Saturday, 24 May 2008

Bespoke Software

Bespoke Software design often requires the scalability of the algorithms involved to be determined first on a conceptual finite state machine in order to be sure that the tasks can actually be done prior to the software coding. For example, to determine the maximum number of products on an ecommerce website page for a given amount of bandwidth. The big Oh notation describes how the size of the input affects these sorts of hardware requirements.

Bespoke software solutions can be categorised into complexity classes. The measure is done against a turing machine, which is an infinite tape divided into columns each containing a symbol from an alphabet. A head reads/writes symbols on the tape and can move left/right one column at a time and the state of the system is stored in the state register. A table of instructions is used so that given the state the machine is currently in, and the symbol it is reading on the tape, tells the machine to erase or write a symbol; move the head one step or assume the same state (or new state). A program can belong to one of a number of complexity classes.

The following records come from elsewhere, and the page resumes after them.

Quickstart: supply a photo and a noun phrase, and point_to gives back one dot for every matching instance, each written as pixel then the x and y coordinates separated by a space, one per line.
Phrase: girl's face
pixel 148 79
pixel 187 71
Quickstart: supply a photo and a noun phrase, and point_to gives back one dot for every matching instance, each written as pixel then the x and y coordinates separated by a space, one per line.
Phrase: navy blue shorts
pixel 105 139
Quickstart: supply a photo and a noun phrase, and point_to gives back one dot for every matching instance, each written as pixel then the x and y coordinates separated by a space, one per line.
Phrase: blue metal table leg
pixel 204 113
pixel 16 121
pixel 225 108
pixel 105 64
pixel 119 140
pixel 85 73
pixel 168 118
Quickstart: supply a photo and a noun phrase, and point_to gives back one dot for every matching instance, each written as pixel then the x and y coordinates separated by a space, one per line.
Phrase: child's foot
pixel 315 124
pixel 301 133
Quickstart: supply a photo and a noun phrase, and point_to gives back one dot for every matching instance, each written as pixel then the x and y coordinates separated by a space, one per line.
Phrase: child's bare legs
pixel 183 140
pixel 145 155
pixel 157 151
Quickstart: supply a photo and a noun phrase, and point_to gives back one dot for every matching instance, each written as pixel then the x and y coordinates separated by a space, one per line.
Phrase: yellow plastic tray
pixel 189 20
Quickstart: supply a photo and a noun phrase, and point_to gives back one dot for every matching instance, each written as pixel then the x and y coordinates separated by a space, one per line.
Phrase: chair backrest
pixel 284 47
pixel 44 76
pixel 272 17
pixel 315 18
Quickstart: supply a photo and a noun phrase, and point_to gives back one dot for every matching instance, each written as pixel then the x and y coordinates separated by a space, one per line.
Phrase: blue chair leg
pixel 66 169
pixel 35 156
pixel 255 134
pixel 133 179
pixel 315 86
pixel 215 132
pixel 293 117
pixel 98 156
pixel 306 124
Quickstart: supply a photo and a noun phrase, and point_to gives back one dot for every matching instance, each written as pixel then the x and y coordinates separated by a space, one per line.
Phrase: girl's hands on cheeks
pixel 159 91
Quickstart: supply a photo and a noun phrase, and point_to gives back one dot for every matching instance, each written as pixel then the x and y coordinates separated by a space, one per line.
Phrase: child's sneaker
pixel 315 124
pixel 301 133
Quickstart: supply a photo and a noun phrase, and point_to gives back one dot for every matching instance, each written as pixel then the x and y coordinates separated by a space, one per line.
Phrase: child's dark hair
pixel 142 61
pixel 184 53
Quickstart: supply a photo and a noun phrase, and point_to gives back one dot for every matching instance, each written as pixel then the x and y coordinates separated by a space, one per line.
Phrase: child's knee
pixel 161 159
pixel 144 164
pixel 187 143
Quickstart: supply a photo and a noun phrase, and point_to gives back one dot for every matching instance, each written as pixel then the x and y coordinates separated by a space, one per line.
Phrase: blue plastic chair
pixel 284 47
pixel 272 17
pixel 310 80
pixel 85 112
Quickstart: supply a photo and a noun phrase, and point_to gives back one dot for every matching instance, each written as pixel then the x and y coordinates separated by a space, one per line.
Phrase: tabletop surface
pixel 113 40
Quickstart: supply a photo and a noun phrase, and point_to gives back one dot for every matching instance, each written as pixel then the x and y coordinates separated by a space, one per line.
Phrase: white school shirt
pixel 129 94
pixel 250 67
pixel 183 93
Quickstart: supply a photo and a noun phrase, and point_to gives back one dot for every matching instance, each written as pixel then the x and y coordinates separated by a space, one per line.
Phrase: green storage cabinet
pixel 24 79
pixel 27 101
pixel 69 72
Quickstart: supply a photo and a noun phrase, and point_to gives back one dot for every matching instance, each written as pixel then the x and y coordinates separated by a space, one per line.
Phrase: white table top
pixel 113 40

  • A software solution whose run time is no greater than a polynomial function of the size of the input is of the P complexity class and is efficient and tractable. For example, a quicksort program to sort products sort on database by price is a polynomial time algorithm.
  • An exponential software solution is on the other hand is limited by hardware resources. The time taken to do a task increases as an exponent to the amount of information that needs to be handled. In search engine optimisation, the time it takes for a search engine web crawler to traverse a website increases exponentially for each subpage and subpage thereafter, which is a reason why it is generally bad practice to have directories many layers deep.